Why is the Old Coot stressed? Published in New York and Pennsylvania on April 9, 2025

 The Old Coot is stressed out for no reason.

By Merlin Lessler

 Us old coots are a creative bunch. We’ve gone through our childhood into adulthood and on to old coothood (which is similar to our childhood years) – Retired - on Social Security - Medicare and a pension (if we’re lucky). Our kids are grown, grandkids too. Life is simple, not a care in the world. Stress free!

 Or, should I say- seemingly stress free. In truth, we’re more stressed than anytime in our lives. We create it. Doctor’s appointment today! Will we get there on time? Will we run into a traffic jam? Will we find a parking spot? Will there be a line at the check in counter? A seat in the waiting room? All that, before we even get to the day of the appointment.

 But, we do get there. Miraculously! Half an hour early. Then we wait. What seems like an hour, looking around the room knowing every person there is ahead of us. Finally, we get escorted to the “little room.” An aide quizzes us, a bunch of, how are you doing and why are you here questions and then grabs your arm and squeezes it in what feels like a vice to get your blood pressure. Which is always high at that moment, at least for me. How could it not be, with all the stress of getting there? You explain it’s not high when we check it at home. They turn away, roll their eyes, and tell you they’ll take it again so they can let you go home. MORE STRESS!

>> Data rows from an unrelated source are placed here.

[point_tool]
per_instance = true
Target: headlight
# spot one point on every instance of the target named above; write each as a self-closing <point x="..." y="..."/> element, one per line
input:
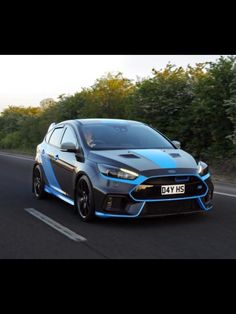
<point x="118" y="173"/>
<point x="202" y="168"/>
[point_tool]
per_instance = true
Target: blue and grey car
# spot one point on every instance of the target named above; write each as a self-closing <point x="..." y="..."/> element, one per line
<point x="119" y="168"/>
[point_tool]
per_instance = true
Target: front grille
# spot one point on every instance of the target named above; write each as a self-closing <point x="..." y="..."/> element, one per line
<point x="170" y="207"/>
<point x="151" y="188"/>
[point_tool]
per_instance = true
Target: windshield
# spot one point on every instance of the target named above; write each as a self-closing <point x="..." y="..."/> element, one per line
<point x="122" y="136"/>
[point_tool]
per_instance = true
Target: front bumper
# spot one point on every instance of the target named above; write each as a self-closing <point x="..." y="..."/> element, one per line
<point x="128" y="205"/>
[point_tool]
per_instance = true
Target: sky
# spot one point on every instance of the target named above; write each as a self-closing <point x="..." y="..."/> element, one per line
<point x="25" y="80"/>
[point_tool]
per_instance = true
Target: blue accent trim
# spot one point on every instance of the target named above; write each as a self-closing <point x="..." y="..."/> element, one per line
<point x="105" y="215"/>
<point x="160" y="158"/>
<point x="202" y="205"/>
<point x="170" y="199"/>
<point x="206" y="176"/>
<point x="58" y="194"/>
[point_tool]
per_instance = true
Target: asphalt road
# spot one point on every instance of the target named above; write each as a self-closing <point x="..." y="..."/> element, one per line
<point x="23" y="236"/>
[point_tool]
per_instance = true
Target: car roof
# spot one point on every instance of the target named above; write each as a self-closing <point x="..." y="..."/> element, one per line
<point x="103" y="120"/>
<point x="93" y="121"/>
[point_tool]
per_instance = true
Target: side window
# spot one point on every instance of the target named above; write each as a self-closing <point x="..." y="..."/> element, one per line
<point x="56" y="137"/>
<point x="69" y="136"/>
<point x="48" y="136"/>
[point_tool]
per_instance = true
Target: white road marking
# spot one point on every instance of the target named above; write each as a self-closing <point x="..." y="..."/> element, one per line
<point x="17" y="157"/>
<point x="226" y="194"/>
<point x="55" y="225"/>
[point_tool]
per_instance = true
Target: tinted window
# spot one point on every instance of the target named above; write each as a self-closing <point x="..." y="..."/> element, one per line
<point x="48" y="136"/>
<point x="122" y="136"/>
<point x="69" y="136"/>
<point x="56" y="137"/>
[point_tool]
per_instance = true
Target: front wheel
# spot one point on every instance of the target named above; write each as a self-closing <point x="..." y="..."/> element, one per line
<point x="84" y="202"/>
<point x="38" y="183"/>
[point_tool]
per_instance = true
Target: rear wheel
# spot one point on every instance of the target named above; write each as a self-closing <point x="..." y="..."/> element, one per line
<point x="84" y="202"/>
<point x="38" y="183"/>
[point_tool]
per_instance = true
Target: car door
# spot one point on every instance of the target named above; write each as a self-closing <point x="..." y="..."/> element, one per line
<point x="66" y="163"/>
<point x="50" y="155"/>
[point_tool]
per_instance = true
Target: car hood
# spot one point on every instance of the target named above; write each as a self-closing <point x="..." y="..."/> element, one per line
<point x="145" y="159"/>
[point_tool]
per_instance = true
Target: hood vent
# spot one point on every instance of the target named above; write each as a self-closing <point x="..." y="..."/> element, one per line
<point x="174" y="155"/>
<point x="129" y="156"/>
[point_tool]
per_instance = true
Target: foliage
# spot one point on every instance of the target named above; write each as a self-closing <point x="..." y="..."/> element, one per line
<point x="196" y="105"/>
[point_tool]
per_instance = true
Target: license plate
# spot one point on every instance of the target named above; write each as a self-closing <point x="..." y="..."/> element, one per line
<point x="172" y="189"/>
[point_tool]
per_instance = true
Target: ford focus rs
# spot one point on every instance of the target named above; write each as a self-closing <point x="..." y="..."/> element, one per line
<point x="119" y="168"/>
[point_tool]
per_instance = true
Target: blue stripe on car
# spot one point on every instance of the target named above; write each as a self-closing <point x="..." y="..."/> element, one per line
<point x="160" y="158"/>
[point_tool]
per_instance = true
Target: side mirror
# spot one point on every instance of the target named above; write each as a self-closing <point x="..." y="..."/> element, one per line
<point x="177" y="144"/>
<point x="68" y="147"/>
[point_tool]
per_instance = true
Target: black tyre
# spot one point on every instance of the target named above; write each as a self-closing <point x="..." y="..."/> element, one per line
<point x="84" y="201"/>
<point x="38" y="183"/>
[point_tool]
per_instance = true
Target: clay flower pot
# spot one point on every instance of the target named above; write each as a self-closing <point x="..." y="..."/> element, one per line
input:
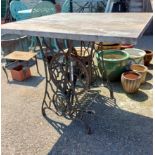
<point x="140" y="69"/>
<point x="148" y="57"/>
<point x="131" y="81"/>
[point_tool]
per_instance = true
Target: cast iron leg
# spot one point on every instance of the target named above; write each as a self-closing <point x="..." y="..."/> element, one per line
<point x="5" y="73"/>
<point x="46" y="76"/>
<point x="37" y="65"/>
<point x="89" y="113"/>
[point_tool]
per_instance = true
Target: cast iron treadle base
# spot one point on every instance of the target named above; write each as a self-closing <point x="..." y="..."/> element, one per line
<point x="67" y="79"/>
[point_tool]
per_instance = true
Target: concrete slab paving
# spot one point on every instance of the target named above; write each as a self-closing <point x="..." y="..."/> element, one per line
<point x="123" y="127"/>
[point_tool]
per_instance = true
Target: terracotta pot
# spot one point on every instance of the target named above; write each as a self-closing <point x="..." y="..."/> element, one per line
<point x="148" y="57"/>
<point x="140" y="69"/>
<point x="19" y="73"/>
<point x="131" y="81"/>
<point x="124" y="46"/>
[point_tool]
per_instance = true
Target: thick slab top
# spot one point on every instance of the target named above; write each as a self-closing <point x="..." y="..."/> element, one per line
<point x="106" y="27"/>
<point x="20" y="55"/>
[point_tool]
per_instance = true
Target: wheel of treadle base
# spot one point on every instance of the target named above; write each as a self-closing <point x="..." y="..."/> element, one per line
<point x="68" y="74"/>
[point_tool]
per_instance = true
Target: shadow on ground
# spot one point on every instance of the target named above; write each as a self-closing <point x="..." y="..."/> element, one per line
<point x="33" y="81"/>
<point x="116" y="132"/>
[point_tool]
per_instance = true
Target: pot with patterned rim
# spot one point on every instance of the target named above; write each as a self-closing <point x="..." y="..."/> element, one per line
<point x="131" y="81"/>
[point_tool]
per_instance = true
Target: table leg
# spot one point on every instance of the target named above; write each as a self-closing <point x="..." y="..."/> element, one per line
<point x="63" y="74"/>
<point x="36" y="62"/>
<point x="4" y="69"/>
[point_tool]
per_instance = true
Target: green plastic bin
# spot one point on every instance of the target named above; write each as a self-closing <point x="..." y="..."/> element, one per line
<point x="115" y="62"/>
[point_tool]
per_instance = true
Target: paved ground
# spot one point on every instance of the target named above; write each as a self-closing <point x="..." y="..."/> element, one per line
<point x="123" y="127"/>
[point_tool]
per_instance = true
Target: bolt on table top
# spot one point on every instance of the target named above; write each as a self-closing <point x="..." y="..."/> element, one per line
<point x="103" y="27"/>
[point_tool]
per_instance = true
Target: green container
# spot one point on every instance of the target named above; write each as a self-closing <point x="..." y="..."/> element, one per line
<point x="115" y="62"/>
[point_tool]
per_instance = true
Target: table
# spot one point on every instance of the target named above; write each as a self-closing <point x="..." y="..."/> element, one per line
<point x="64" y="70"/>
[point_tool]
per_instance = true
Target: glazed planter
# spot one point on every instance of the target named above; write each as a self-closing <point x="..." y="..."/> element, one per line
<point x="135" y="55"/>
<point x="124" y="46"/>
<point x="20" y="73"/>
<point x="148" y="57"/>
<point x="106" y="46"/>
<point x="140" y="69"/>
<point x="115" y="62"/>
<point x="131" y="81"/>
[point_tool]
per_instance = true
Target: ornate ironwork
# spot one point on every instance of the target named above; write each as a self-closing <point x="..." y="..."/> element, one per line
<point x="68" y="75"/>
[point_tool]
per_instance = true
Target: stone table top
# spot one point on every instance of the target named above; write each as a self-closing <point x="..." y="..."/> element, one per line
<point x="104" y="27"/>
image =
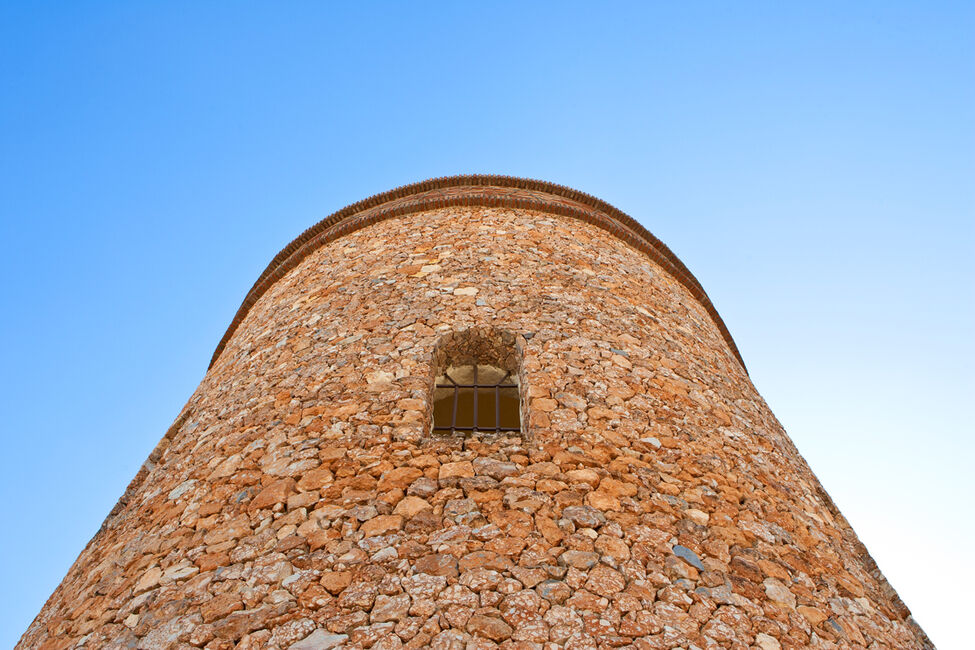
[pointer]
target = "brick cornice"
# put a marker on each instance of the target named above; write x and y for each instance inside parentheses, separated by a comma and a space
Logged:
(475, 191)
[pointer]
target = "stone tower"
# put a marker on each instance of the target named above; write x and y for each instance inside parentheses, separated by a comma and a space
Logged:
(641, 494)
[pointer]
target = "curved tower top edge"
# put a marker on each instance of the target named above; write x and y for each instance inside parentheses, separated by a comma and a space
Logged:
(477, 190)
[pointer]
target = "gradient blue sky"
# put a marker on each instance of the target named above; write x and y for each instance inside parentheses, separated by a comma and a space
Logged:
(811, 163)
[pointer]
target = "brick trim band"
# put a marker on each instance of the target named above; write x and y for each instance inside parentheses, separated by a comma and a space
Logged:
(476, 191)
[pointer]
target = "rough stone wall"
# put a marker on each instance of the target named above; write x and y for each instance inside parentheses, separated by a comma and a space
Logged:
(299, 500)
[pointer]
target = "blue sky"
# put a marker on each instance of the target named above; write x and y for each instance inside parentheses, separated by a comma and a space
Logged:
(811, 163)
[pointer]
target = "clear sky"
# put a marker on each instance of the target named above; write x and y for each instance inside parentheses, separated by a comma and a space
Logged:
(812, 163)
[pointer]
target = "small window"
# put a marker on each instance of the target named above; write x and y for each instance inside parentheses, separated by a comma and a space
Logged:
(476, 398)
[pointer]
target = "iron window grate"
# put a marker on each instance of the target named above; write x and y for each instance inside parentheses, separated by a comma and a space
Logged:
(478, 419)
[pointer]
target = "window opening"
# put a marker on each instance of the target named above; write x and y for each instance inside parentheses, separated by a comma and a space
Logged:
(477, 398)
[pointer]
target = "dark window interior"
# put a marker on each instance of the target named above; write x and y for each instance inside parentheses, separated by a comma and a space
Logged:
(476, 398)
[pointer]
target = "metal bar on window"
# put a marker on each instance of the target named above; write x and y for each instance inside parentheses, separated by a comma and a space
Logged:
(476, 391)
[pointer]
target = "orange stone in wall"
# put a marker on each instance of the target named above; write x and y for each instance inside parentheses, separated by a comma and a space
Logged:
(302, 499)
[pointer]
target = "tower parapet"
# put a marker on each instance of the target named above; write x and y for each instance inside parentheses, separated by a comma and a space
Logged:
(306, 497)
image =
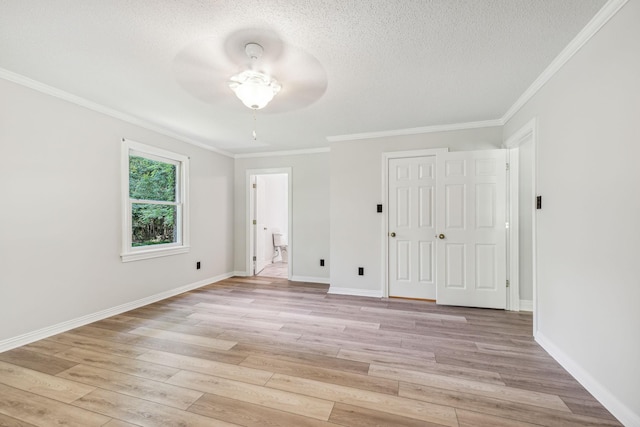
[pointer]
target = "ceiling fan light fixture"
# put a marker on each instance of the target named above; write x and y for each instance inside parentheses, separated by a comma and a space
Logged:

 Now comes the hard part, waiting for the doctor. Or, more commonly today, a physician’s assistant or a nurse practitioner. How long will I wait? Will I remember all the things I wanted to ask? We have written them down, but when we pull the note out of our pocket, it’s the grocery list. The list for the doctor is back home, sitting on the kitchen table.

 So, all that stress to handle a simple task and it bore no fruit. We flunked! We have the exam and remember one or two things we wanted to ask, but know that when we get home, our wife is going to ask what the doctor said about X, Y, and Z. More stress. We say the heck with it, and go to McDonalds and wolf down a Big Mac, fries and a milkshake. No stress now. Cholesterol crowding the “high” line? So what!  We just don’t give a damn.      

 

 

Saturday, April 5, 2025

The Old Coot has the side effects, not the benefit. Published in NY State (04/02/2025)

 The Old Coot has the side effects.

By Merlin Lessler

 If you watch regular TV, or even streaming TV, you can’t escape a barrage of ads for prescription drugs. I used to think of drug dealers as guys in back alleys, wearing top coats, selling heroin. Now, it’s pharmaceutical companies on TV pushing legal drugs; some are worse for you than the illegal ones. A lot of the supplements can have adverse effects too, or be of little value, but they aren’t required by the FDA to warn of the side effects.

 My main problem with these ads, as an old coot, is with prescription drugs. I watch the ad promo, but I also listen to the list of possible side effects. It’s hard because they are accompanied by wonderful, but distracting imagery. I may not even take the medicine, but I still experience many of the side effects. I get all the bad and none of the good. If old age had been advertised when I was young, with the possible side effects, I would have been better prepared.

 It should have been a subject in high school, along with the side effects of credit card use and other real life skills. Kids can parrot the state capitals, but can they explain how compound interest can compromise their life style? Or, that they will have to pay a plumber $100 to clean the screen in a faucet that they could do in two minutes themselves.

 I started writing this article to complain that I have some of the side effects of medicines I don’t even take; I ended up complaining about the lack of practical life skills in our school classrooms. I never know where this pen will take me when I sit down to write an article. It’s something Miss Foley, my high school English teacher never taught me, but apparently taught Rod Serling, creator of the Twilight Zone, who was her student too, eighteen years before I sat in the back of her classroom. If she had, or if I had paid attention, you wouldn’t have to suffer when my article wanders all over the place. Or maybe, it’s just an old coot thing. And no, I’m not comparing myself to Rod Serling, just the opposite.